The Kinsey data is nonrepresentative and nonrandom. We have comparative sizes for certain ethnies, and the only statistical difference is between Nigerians and Koreans and Czechs. Rushton and Boegart didn’t mention that blacks danced less than white college students, blacks are more prudish regarding nudity, more likely to have a prostitute as a sexual partner and less likely to want large families (Weizmann et al, 1990). A study on certain CAG repeats shows that Africans cluster with East Asians on two measures, contradicting Lynn’s hypothesis. French Army Surgeon, lol (see Weizman et al 1990 from above):
This work is filled with internal contradictions. For example, an average African Negro penis is said to be 7 3/4 to 8 inches long on p. 56, while on p. 242 it is stated that it “generally exceeds” 9 inches. Similarly, while the French Army surgeon announces on p. 56 that he once discovered a 12-inch penis, an organ of that size becomes “far from rare” on p. 243. As one might presume from such a work, there is no indication of the statistical procedures used to compute averages, what terms such as “often” mean, how subjects were selected, how measurements were made, what the sample sizes were, etc.
I think I’ve shown that there are no “””racial””” differences in size with the Veale et al 2014 study and the Orakwe and Ebuh (2007) study. As far as I see, two statistical differences exist between Nigerians and Koreans and Czechs. But there’s not enough “””quality data””” to say “this race bigger than that race”. To believe there are racial differences in penis size or that there is even an inverse relationship between penis size and brain size takes a huge leap of faith to believe.

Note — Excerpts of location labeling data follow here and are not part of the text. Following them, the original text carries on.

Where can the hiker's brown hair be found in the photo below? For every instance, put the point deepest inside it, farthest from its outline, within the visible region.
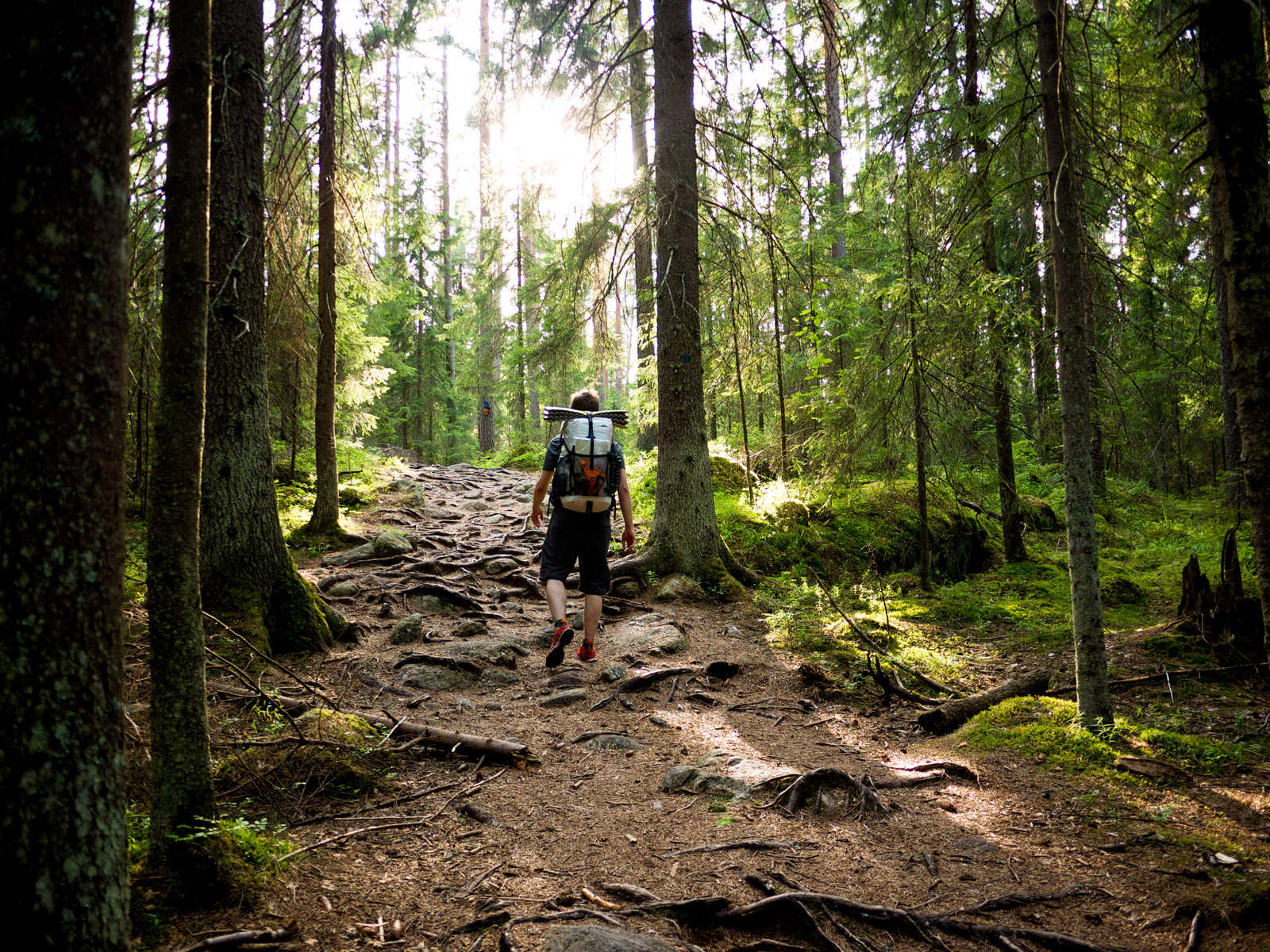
(584, 400)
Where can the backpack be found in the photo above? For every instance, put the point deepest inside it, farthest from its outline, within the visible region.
(586, 475)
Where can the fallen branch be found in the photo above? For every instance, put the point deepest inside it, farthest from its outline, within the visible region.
(239, 939)
(467, 744)
(952, 715)
(760, 916)
(1197, 673)
(949, 767)
(353, 833)
(878, 649)
(638, 682)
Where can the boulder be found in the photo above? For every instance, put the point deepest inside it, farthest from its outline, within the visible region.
(408, 630)
(634, 639)
(565, 697)
(499, 565)
(692, 780)
(391, 543)
(679, 588)
(432, 677)
(337, 727)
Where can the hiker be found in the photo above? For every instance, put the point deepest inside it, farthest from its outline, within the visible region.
(581, 526)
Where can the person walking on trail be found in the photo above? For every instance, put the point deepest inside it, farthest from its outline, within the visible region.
(579, 532)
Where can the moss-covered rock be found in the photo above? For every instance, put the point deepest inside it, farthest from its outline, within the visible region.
(1038, 514)
(1121, 590)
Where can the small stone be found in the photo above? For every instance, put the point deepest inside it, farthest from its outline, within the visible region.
(679, 588)
(406, 631)
(497, 678)
(391, 543)
(598, 939)
(564, 698)
(614, 742)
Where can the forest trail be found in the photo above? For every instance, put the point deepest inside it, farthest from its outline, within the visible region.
(476, 847)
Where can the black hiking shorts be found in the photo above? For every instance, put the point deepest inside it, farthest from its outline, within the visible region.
(582, 539)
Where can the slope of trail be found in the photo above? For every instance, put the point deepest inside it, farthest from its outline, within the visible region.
(537, 844)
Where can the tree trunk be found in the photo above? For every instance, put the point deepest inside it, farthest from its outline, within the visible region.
(829, 10)
(776, 343)
(64, 308)
(645, 371)
(181, 758)
(1011, 516)
(1066, 234)
(487, 300)
(1237, 131)
(325, 516)
(685, 536)
(448, 271)
(248, 578)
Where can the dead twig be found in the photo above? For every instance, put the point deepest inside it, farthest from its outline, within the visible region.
(239, 939)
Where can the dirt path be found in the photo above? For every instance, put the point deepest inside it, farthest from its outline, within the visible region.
(543, 841)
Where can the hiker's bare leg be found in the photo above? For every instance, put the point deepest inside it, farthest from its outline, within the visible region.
(591, 617)
(556, 600)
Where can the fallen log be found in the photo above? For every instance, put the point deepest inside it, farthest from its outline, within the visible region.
(1233, 670)
(239, 939)
(952, 715)
(464, 744)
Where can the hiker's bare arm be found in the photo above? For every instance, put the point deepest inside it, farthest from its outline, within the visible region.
(540, 493)
(624, 501)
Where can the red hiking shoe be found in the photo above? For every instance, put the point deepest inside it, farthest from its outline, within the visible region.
(556, 654)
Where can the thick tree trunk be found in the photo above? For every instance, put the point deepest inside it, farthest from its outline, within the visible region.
(1011, 516)
(1066, 234)
(181, 759)
(645, 371)
(1241, 171)
(325, 516)
(685, 536)
(487, 359)
(829, 10)
(64, 308)
(248, 578)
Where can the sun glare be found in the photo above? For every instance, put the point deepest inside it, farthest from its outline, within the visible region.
(545, 149)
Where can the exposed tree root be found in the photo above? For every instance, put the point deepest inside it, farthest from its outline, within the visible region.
(810, 791)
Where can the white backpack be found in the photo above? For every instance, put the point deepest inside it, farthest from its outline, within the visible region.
(586, 479)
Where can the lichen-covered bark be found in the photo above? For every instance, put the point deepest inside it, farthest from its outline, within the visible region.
(1066, 234)
(63, 359)
(248, 578)
(1232, 76)
(181, 762)
(683, 526)
(325, 516)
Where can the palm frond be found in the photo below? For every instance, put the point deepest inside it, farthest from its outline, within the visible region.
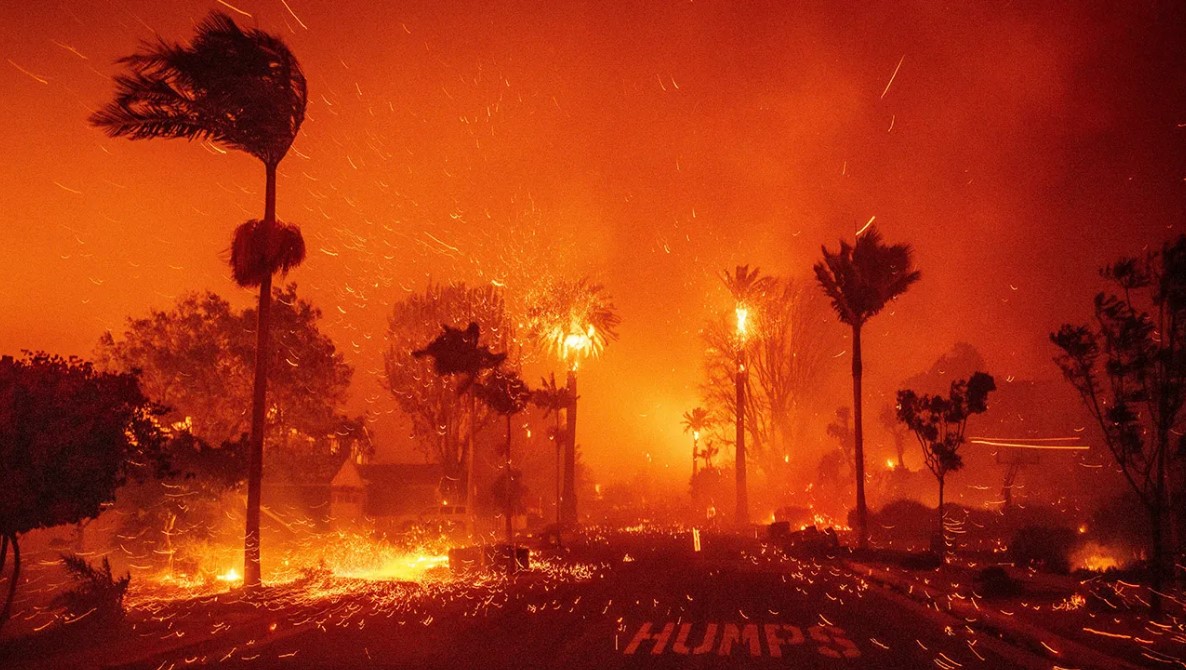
(243, 89)
(260, 249)
(861, 279)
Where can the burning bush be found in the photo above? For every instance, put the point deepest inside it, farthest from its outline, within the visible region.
(1044, 546)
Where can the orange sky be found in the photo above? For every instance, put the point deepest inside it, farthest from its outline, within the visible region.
(649, 144)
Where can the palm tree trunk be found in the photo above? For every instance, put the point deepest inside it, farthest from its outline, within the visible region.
(469, 464)
(568, 499)
(259, 404)
(743, 501)
(862, 525)
(560, 446)
(510, 528)
(16, 576)
(1158, 560)
(941, 534)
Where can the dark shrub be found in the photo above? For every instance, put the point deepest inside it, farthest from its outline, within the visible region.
(995, 582)
(96, 594)
(1044, 546)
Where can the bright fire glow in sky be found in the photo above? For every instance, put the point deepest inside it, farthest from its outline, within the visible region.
(651, 146)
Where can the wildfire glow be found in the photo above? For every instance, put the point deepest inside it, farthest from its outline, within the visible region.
(743, 316)
(230, 575)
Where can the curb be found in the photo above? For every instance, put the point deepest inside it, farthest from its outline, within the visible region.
(1040, 642)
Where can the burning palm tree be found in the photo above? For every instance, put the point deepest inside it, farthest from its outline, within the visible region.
(574, 320)
(860, 279)
(746, 287)
(246, 90)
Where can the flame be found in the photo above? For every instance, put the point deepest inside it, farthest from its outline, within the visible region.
(1097, 557)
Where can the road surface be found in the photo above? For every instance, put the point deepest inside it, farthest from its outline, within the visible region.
(651, 603)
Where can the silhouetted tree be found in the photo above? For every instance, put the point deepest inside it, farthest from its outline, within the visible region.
(160, 517)
(246, 90)
(938, 422)
(1130, 371)
(441, 421)
(745, 286)
(553, 399)
(573, 319)
(69, 438)
(696, 421)
(860, 279)
(841, 431)
(196, 357)
(505, 393)
(888, 420)
(784, 351)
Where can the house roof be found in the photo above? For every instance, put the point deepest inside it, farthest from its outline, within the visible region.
(393, 489)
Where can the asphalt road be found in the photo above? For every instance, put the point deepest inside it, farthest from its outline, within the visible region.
(651, 603)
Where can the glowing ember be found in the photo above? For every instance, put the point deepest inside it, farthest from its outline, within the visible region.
(410, 567)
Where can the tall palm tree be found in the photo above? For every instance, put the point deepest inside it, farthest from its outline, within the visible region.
(458, 352)
(695, 421)
(860, 279)
(553, 399)
(575, 320)
(246, 90)
(505, 393)
(746, 287)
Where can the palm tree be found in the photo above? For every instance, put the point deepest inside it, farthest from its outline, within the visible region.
(746, 287)
(574, 320)
(553, 399)
(695, 422)
(246, 90)
(505, 393)
(859, 280)
(458, 352)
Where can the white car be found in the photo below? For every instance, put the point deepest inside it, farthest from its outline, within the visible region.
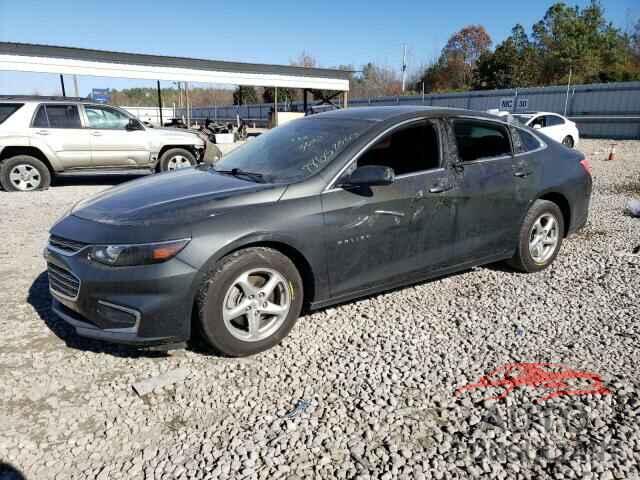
(554, 126)
(45, 137)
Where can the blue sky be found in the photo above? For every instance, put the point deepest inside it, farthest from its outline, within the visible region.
(335, 32)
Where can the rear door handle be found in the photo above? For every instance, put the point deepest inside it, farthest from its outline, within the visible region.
(440, 189)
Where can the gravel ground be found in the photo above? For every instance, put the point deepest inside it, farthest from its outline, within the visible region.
(363, 390)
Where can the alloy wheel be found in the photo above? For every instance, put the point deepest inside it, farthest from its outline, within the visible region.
(543, 238)
(178, 162)
(25, 177)
(256, 304)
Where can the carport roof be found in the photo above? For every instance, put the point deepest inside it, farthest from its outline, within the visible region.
(80, 61)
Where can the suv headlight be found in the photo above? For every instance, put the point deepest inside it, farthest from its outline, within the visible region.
(139, 254)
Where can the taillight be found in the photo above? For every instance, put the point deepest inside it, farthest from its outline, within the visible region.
(586, 165)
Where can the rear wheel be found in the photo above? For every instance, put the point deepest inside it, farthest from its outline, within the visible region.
(176, 159)
(540, 237)
(250, 302)
(568, 141)
(24, 173)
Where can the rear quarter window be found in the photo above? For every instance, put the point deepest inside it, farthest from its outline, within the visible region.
(477, 139)
(8, 109)
(528, 141)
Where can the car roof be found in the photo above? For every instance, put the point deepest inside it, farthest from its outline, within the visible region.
(380, 114)
(39, 98)
(538, 113)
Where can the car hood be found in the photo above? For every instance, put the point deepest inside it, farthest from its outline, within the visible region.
(177, 136)
(182, 197)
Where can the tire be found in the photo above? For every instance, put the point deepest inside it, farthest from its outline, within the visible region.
(24, 173)
(175, 159)
(568, 141)
(224, 306)
(534, 255)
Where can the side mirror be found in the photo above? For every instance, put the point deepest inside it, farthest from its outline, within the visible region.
(133, 125)
(371, 175)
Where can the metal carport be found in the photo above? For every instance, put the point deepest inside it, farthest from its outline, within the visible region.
(23, 57)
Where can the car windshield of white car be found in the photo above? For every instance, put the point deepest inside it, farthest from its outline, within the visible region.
(8, 109)
(523, 119)
(296, 150)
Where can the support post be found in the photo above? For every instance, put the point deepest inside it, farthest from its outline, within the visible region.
(160, 103)
(275, 107)
(186, 96)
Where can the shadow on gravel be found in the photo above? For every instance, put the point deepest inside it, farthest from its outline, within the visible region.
(92, 180)
(9, 472)
(40, 299)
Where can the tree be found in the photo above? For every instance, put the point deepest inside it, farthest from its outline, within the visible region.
(582, 41)
(375, 81)
(512, 64)
(284, 94)
(454, 69)
(245, 95)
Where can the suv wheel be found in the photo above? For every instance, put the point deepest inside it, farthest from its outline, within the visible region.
(24, 173)
(568, 141)
(176, 159)
(250, 302)
(540, 237)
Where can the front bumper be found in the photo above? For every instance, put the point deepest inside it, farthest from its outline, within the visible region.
(142, 305)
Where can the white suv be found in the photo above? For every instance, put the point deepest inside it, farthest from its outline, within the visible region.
(42, 137)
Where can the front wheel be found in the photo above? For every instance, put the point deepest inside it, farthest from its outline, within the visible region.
(250, 302)
(24, 173)
(176, 159)
(540, 237)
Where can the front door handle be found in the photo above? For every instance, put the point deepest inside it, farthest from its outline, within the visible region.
(440, 189)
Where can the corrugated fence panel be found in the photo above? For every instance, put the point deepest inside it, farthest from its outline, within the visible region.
(610, 110)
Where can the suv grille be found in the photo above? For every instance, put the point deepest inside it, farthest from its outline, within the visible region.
(62, 281)
(65, 245)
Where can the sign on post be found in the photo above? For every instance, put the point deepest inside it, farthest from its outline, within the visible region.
(100, 95)
(523, 104)
(507, 103)
(510, 104)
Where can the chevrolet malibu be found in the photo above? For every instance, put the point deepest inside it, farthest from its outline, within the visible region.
(319, 211)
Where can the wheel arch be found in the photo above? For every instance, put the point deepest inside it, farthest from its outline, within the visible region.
(564, 205)
(9, 152)
(292, 253)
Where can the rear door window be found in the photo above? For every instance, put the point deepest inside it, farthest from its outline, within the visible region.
(105, 118)
(553, 120)
(477, 140)
(407, 150)
(8, 109)
(57, 116)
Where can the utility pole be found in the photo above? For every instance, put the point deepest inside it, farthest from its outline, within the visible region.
(404, 65)
(566, 100)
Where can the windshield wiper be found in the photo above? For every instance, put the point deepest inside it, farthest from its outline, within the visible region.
(238, 172)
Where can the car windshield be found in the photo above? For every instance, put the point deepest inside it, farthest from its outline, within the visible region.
(522, 118)
(294, 151)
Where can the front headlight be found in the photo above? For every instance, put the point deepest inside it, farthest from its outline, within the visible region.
(139, 254)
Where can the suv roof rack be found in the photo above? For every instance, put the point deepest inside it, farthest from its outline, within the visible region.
(45, 98)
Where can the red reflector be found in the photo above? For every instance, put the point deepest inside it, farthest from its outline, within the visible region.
(586, 165)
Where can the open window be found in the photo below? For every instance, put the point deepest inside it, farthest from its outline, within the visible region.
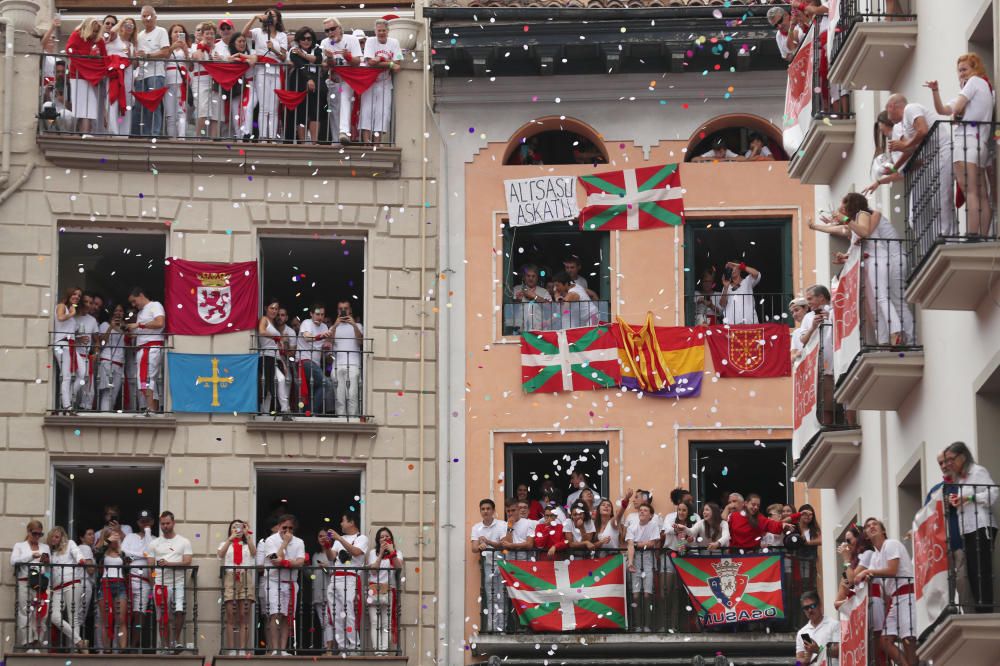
(81, 490)
(762, 244)
(751, 466)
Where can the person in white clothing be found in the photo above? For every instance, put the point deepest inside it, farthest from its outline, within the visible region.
(29, 559)
(166, 553)
(889, 564)
(821, 635)
(270, 44)
(339, 50)
(284, 554)
(348, 338)
(486, 536)
(148, 330)
(346, 550)
(737, 299)
(382, 52)
(385, 563)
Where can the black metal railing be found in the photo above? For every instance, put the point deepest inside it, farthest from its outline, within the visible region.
(121, 609)
(887, 320)
(327, 381)
(712, 309)
(553, 316)
(949, 188)
(119, 372)
(210, 99)
(853, 12)
(657, 599)
(310, 610)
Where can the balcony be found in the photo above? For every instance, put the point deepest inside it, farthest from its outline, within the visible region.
(128, 124)
(872, 43)
(889, 361)
(954, 249)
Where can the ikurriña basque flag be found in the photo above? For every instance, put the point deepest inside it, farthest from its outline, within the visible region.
(213, 382)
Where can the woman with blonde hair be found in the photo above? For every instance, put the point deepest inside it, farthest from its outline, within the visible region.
(972, 139)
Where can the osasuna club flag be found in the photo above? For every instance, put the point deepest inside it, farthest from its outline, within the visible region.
(205, 299)
(572, 359)
(567, 595)
(750, 350)
(731, 589)
(643, 198)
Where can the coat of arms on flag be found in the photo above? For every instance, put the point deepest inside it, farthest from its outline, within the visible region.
(567, 595)
(731, 590)
(643, 198)
(572, 359)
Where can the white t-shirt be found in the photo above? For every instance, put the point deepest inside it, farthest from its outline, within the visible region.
(384, 52)
(151, 42)
(151, 311)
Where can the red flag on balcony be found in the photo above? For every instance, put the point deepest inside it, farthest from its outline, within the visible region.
(750, 350)
(150, 98)
(204, 299)
(359, 78)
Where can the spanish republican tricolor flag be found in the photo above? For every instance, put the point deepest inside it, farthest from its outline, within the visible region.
(661, 361)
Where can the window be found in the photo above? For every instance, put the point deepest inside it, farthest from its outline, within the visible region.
(762, 244)
(546, 247)
(535, 464)
(82, 490)
(762, 467)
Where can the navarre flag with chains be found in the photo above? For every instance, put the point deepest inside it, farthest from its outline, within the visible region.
(572, 359)
(643, 198)
(733, 589)
(567, 595)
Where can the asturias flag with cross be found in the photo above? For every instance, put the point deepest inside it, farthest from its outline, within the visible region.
(643, 198)
(572, 359)
(567, 595)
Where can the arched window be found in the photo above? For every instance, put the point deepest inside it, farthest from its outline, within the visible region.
(555, 140)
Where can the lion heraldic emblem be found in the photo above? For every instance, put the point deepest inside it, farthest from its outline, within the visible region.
(214, 297)
(729, 585)
(746, 348)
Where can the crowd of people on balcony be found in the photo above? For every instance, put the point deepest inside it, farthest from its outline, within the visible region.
(119, 590)
(212, 81)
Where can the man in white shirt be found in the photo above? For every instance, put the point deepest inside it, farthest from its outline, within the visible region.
(148, 331)
(737, 299)
(313, 339)
(382, 52)
(340, 50)
(153, 45)
(347, 551)
(348, 336)
(819, 633)
(486, 536)
(170, 554)
(284, 553)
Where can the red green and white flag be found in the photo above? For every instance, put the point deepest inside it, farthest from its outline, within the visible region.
(643, 198)
(572, 359)
(733, 589)
(567, 595)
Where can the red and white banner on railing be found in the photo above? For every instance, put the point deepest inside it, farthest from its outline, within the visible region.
(804, 379)
(798, 96)
(930, 562)
(854, 629)
(846, 313)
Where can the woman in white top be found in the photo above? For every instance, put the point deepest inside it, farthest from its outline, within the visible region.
(385, 562)
(237, 551)
(972, 139)
(122, 42)
(66, 595)
(178, 77)
(31, 582)
(71, 372)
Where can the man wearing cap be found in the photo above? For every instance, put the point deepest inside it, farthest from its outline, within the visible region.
(339, 50)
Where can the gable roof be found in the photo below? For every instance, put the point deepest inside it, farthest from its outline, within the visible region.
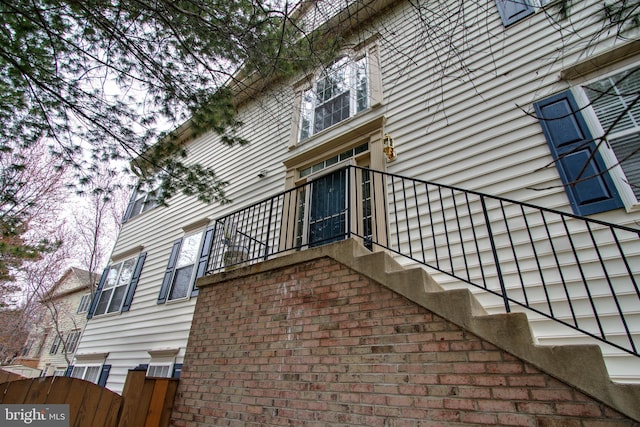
(85, 281)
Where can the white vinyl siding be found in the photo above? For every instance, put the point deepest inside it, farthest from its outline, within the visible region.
(84, 303)
(161, 371)
(115, 287)
(185, 269)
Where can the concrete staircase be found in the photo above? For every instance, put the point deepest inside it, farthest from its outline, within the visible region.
(621, 366)
(578, 364)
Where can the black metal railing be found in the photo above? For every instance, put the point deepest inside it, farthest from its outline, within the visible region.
(578, 271)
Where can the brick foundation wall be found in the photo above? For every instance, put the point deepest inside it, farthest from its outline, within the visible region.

There are, without a doubt, average differences in a lot of things between races; hormones being one of them. Any differences between races in IGF-1 have no effect on penis size (IGF-1 is, however, one reason why black girls reach menarche at a younger age than white girls. Will write more on that in the future.). Africans were more similar to Asians that Caucasians on two of the five androgen indicators that Dutton (2015) tested. The Kinsey data is nonrepresentative and nonrandom and that is what PP continuously references. I’m highly skeptical leading towards no based on my knowledge of hormones and how they work in the human body. Testosterone does not explain any racial differences in penis size, and does not explain any differences in prostate cancer acquisition (though, other hormones do).